C.W.
I would definately sue! It is principle!!! He has to know that you are NOT going to put up with his games.
My soon to be ex reneged on an agreement to split the tax return 50-50. He gave me what he wanted me to have out of the Federal and kept the State. I am told I am enttiled to half of the return. Also, he used my house deductions, I gave up my livelihood when we became pregnant. He was the only income BUT NoT for the full year.
I am considering a small claims (**there is a FILING fee based on the dollar amount of the case which is about $100. I will not use an attorney as we will be heard before a clerk magistrate who will decide on the spot.**)

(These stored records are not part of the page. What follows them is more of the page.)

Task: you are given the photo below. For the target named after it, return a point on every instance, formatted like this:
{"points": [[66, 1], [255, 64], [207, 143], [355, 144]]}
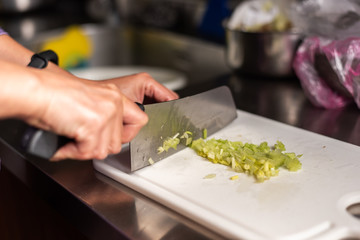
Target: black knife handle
{"points": [[42, 143], [141, 106]]}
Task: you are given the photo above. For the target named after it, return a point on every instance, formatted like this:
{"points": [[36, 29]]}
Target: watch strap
{"points": [[40, 60]]}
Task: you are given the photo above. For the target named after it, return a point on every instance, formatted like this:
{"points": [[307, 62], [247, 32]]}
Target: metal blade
{"points": [[211, 110]]}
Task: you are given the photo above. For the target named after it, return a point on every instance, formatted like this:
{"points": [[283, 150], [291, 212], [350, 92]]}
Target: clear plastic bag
{"points": [[327, 18], [329, 71], [328, 61]]}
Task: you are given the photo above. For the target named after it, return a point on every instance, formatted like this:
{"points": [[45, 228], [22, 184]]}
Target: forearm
{"points": [[17, 86]]}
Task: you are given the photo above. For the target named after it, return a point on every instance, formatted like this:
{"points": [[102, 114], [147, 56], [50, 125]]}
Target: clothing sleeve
{"points": [[2, 32]]}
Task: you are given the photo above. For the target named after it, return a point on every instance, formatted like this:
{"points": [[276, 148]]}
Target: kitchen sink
{"points": [[197, 59]]}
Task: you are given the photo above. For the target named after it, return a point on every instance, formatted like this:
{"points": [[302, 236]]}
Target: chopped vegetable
{"points": [[187, 135], [151, 161], [260, 161], [211, 175], [234, 177], [170, 142], [205, 133]]}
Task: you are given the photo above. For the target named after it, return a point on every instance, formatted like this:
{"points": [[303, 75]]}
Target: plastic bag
{"points": [[329, 71], [327, 18], [261, 16]]}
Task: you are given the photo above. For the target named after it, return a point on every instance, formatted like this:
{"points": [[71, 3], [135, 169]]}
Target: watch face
{"points": [[40, 60]]}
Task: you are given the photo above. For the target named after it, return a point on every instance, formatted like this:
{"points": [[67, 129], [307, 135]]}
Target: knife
{"points": [[211, 110], [33, 141]]}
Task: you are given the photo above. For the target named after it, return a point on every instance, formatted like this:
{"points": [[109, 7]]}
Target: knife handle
{"points": [[141, 106], [43, 143]]}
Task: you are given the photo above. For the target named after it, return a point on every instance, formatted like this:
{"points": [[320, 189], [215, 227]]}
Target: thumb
{"points": [[134, 119]]}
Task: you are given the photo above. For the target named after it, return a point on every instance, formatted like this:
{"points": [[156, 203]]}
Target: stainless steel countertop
{"points": [[102, 208], [105, 209]]}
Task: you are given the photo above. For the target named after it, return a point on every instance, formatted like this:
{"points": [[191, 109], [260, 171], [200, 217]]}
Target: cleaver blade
{"points": [[211, 110]]}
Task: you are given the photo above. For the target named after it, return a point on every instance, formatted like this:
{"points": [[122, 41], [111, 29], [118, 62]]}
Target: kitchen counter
{"points": [[97, 207], [101, 208]]}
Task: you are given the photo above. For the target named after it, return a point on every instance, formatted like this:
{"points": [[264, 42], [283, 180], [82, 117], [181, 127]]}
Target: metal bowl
{"points": [[262, 53]]}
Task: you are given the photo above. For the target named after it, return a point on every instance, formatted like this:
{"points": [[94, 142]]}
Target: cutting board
{"points": [[308, 204]]}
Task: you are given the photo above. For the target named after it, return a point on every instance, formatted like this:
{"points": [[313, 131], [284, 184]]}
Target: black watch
{"points": [[40, 60]]}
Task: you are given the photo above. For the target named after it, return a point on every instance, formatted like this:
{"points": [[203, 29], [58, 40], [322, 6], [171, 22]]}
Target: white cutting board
{"points": [[308, 204]]}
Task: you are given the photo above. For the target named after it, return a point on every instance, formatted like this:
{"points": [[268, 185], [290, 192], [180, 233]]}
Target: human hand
{"points": [[97, 116], [141, 85]]}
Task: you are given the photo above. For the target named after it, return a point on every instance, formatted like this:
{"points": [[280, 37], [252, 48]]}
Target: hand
{"points": [[97, 116], [138, 86]]}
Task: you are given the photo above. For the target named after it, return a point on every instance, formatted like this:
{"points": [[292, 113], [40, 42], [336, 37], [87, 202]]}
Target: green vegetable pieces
{"points": [[260, 161]]}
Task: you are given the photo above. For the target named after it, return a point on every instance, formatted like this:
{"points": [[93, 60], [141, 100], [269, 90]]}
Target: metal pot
{"points": [[262, 53], [21, 5]]}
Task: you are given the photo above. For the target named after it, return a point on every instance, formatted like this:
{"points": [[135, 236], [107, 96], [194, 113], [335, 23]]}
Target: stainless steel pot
{"points": [[262, 53], [22, 5]]}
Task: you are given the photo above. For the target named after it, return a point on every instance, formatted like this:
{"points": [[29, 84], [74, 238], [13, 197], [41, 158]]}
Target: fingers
{"points": [[136, 86], [117, 121], [133, 120]]}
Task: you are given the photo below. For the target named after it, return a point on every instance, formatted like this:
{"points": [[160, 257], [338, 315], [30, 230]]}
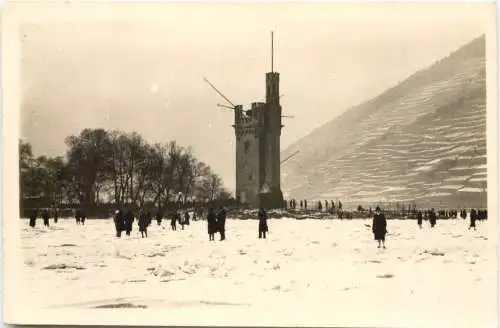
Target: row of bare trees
{"points": [[103, 166]]}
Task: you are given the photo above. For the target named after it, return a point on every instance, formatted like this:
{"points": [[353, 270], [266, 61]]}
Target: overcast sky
{"points": [[147, 75]]}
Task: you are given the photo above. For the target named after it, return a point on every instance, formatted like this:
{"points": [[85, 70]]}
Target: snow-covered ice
{"points": [[313, 272]]}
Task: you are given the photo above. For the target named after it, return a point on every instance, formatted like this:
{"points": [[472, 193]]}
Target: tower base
{"points": [[271, 200]]}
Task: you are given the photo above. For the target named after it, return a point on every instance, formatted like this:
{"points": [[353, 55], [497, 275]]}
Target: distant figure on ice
{"points": [[419, 219], [379, 227], [159, 217], [263, 228], [77, 216], [46, 216], [33, 216], [80, 216], [143, 223], [212, 224], [119, 223], [221, 223], [432, 218], [180, 219], [129, 221], [173, 220], [473, 218], [56, 215]]}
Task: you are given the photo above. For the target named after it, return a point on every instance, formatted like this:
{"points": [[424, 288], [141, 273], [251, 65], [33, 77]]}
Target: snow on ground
{"points": [[325, 272]]}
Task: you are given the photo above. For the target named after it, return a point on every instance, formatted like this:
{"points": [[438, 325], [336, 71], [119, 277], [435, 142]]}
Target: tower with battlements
{"points": [[258, 133]]}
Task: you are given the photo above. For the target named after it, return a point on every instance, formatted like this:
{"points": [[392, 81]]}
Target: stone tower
{"points": [[258, 132]]}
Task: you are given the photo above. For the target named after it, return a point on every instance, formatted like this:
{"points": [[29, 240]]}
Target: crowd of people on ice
{"points": [[216, 219]]}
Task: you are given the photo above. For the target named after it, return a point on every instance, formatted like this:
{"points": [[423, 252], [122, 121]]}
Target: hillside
{"points": [[423, 140]]}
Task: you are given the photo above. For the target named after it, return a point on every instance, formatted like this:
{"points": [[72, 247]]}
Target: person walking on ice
{"points": [[379, 227], [263, 228]]}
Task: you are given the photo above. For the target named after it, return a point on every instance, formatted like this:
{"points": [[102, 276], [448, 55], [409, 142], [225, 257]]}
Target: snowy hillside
{"points": [[423, 140]]}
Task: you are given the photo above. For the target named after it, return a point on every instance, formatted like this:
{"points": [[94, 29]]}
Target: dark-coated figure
{"points": [[129, 222], [419, 219], [173, 220], [159, 217], [45, 217], [379, 227], [212, 224], [119, 222], [263, 228], [77, 216], [143, 223], [221, 223], [33, 216], [180, 219], [473, 218], [432, 218], [83, 216]]}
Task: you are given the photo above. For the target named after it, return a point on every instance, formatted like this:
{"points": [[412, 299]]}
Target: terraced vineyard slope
{"points": [[423, 141]]}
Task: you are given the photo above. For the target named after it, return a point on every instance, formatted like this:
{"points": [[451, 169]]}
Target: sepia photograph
{"points": [[258, 164]]}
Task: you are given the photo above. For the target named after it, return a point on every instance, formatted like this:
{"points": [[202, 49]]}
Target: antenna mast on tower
{"points": [[272, 51]]}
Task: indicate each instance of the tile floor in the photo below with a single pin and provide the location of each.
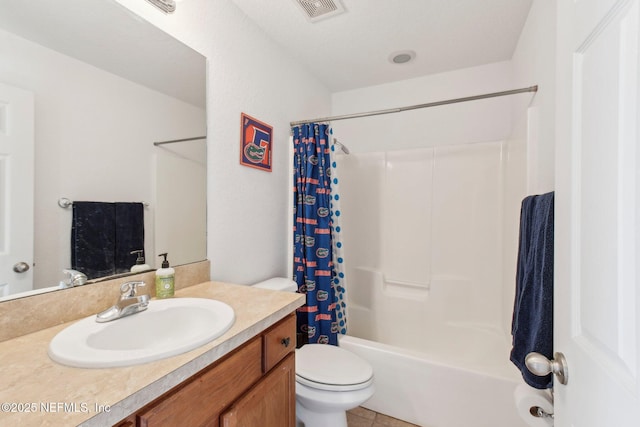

Let me explain why I'm filing the claim and be clear. He is playing games with the CS now that it is court ordered. Since it's been ordered he's gone in arrears twice in less than 3 months. when he was served for contempt, he paid the next day, but I had to draw down from an emergency fund to cover bills and our child's school expense.
So, I honestly feel, I've been too lenient and reasonable and really want him to make good on the tax return. I spoke to an attorney and was told I have a valid claim. It's about $4000 which I could really use because the job search is slow and the temp pool is dry.
When I return to work and get stability, the CS enforcers can pursue him, I won't invest the energy. but now I have to because my emergency fund can only carry me through the end of the year, if that.
What are your thoughts about picking this battle?
Thanks all for the feedback.
It was a JOINT return.
I learned that small claims court is NOT the route. The return funds for state/federal are considered marital property so I can present the matter when we go for the final divorce hearing in a few months!
Again, thanks!
I would definately sue! It is principle!!! He has to know that you are NOT going to put up with his games.
I agree with S.H. He needs to be held accountable and $4000 is $4000. Can you include his paying the legal fees for this as well? If you don't put your foot down now and make him do what he's supposed to you're going to be fighting this fight for a LONG time. He proved that when he didn't pay child support until he was served for contempt.
Good luck to you.
Take his A$$ to court! This is YOUR money take the dirtbag down and enjoy every second! You go girl!
I think he owes you the money....
yes!! Also, as part of the small claims court - demand he pay for your lawyer and legal fees as well.
heck yah I would do it. Good luck!
Consider the legal costs, will you really walk away with $4000? I don't know who is at fault in your divorce, but usually someone is. I say make him pay by any means possible. You have custody?........ so if he's going to play games I would too. Fathers who support their children have more rights to see them. I play dirty so you might not want my advise. I don't mess around when it comes to supporting my children. Best of luck to you.
I would have the lawyer write him a letter and document it so that you have legal recourse if you need it, but sometimes the threat will work well. Its also a lot cheaper for you lawyer wise. If he doesn't give in, then I would sue for sure and let him know you mean business.
It would depend on how the return was filed. Married filing jointly, or married filing seperate. If it was filed jointly, then yes you are entitled to 50 percent of the refund.
There is a website www.lawyers.com. Ask them your question. Was your name on the refund check? Did you sign it and he deposited it in a joint or single account?
Since you are talking about a government tax return, the issue may be bigger than small claims court in that there may be some federal/criminal charges against it.
M.
The only thing that comes to mind is actually collecting the money from a small claims suit. If you get a judgement then it's up to you to collect the money. If he does't pay willingly then you'll be footing the bill to have whatever paperwork needs to be filed to attach his house or have it taken from his back account.
I Really hope that you do!!! What a SLIME :-(
Well, taking him to small claims court doesn't cost anything, but there is also no enforcement of their decision. It may help you to have this decision as you go through the divorce process, that would be for your attorney to advise you. Good luck.
Yes, sue. The earlier and sooner you document his patterns of deliquency, the easier it will be each time to go after him.